Improving Road Safety in Asia and the Pacific

Date: April 2013
Type: Papers and Briefs
Evaluation; Transport and ICT
Series: Learning Lessons


Deaths and injuries caused by road crashes are critical development and public health issues. Globally, road crashes cause around 1.2 million deaths and 20 million–50 million injuries a year, with Asia accounting for 60% of the toll (ADB 2005). Road traffic injuries are now the 9th leading cause of death worldwide. Without new and improved interventions, road traffic injuries are expected to become the 5th leading cause of death globally by 2030 (WHO 2013). The global economic cost of road crashes is estimated at $518 billion a year (WHO 2004). The cost to ADB’s developing member countries represented about 2% of their total gross domestic product in 2007, or about $96 billion (ADB 2012).

The number of road crashes continues to rise across the region, with rapid growth in the number of vehicles putting severe pressure on road networks that were created without sufficient attention to road safety features. Moreover, concerned agencies that lack road safety knowledge are contributing to the strain on maintaining road networks. At the First Global Ministerial Conference on Road Safety in Moscow in November 2009, ADB and other multilateral development banks pledged to increase support for road safety through measures that included (i) building institutional capacity for road safety; (ii) mobilizing resources for road safety and cooperating on road safety measures with nongovernmental organizations, local communities, and the private sector; (iii) promoting safe approaches to the design, construction, operation, and maintenance of road infrastructure; and (iv) creating public awareness of road safety.

A safe system approach to road safety offers a holistic view of road transport systems, and considers interactions between several elements.
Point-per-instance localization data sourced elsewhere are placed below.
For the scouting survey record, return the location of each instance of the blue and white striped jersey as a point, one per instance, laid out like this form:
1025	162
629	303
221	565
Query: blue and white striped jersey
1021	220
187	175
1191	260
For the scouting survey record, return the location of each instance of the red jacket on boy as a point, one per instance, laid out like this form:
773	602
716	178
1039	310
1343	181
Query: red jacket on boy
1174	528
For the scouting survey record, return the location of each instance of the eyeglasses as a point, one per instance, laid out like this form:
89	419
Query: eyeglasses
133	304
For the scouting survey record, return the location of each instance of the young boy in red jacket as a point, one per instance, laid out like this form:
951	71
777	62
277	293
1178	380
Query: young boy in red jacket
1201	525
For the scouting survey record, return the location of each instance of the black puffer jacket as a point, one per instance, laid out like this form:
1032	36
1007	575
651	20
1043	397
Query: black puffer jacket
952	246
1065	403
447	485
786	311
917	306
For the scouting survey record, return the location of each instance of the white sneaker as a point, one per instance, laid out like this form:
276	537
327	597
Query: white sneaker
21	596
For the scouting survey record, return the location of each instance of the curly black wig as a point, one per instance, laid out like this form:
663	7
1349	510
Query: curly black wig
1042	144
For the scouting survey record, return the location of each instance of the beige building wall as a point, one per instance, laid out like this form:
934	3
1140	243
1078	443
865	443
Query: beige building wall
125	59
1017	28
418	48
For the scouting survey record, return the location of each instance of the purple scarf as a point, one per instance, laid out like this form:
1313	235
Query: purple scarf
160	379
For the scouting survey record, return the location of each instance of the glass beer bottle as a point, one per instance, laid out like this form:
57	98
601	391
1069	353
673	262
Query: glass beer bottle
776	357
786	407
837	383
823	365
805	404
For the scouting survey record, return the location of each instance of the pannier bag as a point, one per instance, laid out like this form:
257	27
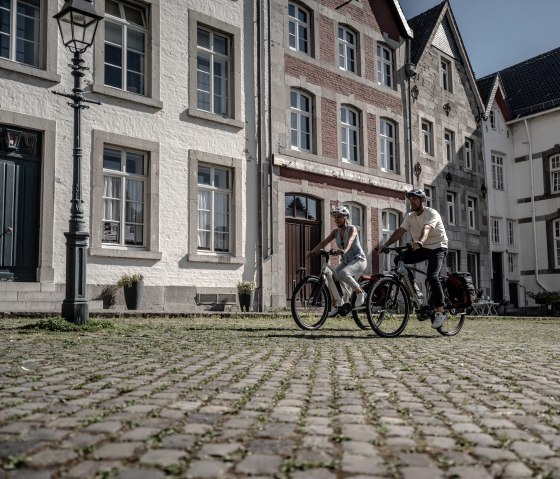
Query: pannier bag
460	289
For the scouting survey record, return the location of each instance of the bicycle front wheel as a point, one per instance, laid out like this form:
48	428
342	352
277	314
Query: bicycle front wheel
388	307
310	303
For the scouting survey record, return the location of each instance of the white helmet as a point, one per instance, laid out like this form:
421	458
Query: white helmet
341	210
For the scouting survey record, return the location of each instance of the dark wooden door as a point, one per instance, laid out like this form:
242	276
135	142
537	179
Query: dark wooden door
19	207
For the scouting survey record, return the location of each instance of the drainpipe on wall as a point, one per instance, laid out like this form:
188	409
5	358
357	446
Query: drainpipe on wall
534	221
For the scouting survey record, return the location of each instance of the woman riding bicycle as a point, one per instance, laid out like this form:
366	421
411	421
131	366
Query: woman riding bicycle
429	242
353	260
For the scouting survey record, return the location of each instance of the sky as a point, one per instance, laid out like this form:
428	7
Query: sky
499	33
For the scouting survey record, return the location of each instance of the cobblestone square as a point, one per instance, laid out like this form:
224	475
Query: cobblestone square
218	397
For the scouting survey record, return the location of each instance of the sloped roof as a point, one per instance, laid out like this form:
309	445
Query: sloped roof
423	25
532	86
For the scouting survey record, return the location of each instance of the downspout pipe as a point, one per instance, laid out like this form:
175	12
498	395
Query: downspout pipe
533	214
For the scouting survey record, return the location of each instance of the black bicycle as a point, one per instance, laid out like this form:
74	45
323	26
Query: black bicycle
392	298
311	299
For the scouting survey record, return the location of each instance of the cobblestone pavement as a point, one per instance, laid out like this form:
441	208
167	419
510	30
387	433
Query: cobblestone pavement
256	397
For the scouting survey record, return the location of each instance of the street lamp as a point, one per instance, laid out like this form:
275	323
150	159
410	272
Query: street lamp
77	21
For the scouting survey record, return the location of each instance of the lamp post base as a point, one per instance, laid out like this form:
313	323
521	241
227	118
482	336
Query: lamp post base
75	312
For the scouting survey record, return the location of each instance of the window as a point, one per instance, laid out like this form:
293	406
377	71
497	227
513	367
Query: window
387	145
125	46
389	224
128	40
384	66
298	28
20	31
555	174
214	56
511	232
497	172
446	75
471	212
213	72
429	190
556	242
214	208
124	197
347	49
449	145
300	120
468	149
492	119
451	202
427	137
495	230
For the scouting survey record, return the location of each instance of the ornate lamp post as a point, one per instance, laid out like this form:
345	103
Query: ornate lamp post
78	22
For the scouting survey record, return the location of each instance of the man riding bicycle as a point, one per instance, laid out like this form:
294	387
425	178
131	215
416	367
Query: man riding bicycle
429	242
353	259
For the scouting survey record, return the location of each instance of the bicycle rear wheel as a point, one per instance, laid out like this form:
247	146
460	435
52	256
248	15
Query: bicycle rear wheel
310	303
387	308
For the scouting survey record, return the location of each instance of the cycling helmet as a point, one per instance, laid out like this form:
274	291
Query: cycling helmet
416	192
341	210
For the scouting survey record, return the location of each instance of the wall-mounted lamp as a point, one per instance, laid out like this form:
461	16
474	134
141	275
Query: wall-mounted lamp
417	170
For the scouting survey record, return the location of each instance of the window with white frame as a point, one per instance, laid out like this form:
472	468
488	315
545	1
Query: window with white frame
429	191
511	232
471	212
468	149
449	145
357	218
20	31
214	208
495	230
124	197
451	208
497	172
213	66
387	145
555	174
347	49
299	28
349	135
300	120
389	224
427	137
556	242
446	74
384	66
126	33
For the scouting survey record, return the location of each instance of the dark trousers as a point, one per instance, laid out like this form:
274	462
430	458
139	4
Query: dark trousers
435	258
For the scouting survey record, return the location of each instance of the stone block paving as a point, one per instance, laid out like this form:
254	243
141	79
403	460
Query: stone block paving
257	398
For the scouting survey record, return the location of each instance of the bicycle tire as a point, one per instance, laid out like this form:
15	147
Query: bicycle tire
388	307
310	303
361	322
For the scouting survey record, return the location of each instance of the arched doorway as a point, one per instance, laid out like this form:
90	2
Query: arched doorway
303	232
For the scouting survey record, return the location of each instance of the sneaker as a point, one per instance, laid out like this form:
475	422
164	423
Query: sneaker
360	299
439	320
333	312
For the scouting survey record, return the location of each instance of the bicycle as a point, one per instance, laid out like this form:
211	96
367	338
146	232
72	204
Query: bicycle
390	300
311	299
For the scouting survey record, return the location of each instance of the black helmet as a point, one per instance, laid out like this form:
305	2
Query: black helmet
416	192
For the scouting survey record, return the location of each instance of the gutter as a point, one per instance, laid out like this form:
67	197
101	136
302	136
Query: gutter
533	214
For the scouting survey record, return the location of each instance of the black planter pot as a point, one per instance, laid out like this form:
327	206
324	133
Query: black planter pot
133	295
245	301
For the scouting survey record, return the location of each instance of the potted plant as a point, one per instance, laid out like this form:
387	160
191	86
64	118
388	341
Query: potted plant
245	293
133	288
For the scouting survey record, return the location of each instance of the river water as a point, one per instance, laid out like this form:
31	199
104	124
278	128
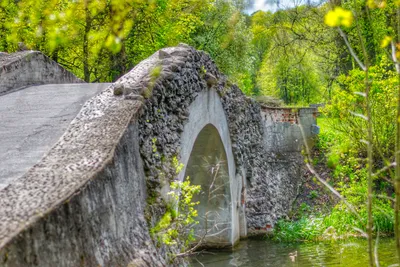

These include road infrastructure, road users, vehicles, and speed. This approach requires that road infrastructure is improved and properly maintained to reduce the risk of crashes and the severity of impacts when crashes occur. It also calls for vehicle safety technologies to reduce the number of crashes and lessen their impact on road users. In essence, a safe road system calls for shared responsibility between system designers and road users (New Zealand Government 2012; Austroads 2009). Using this system as a guiding framework, this paper offers lessons for improving road safety and shares good road safety practices by drawing on various publications.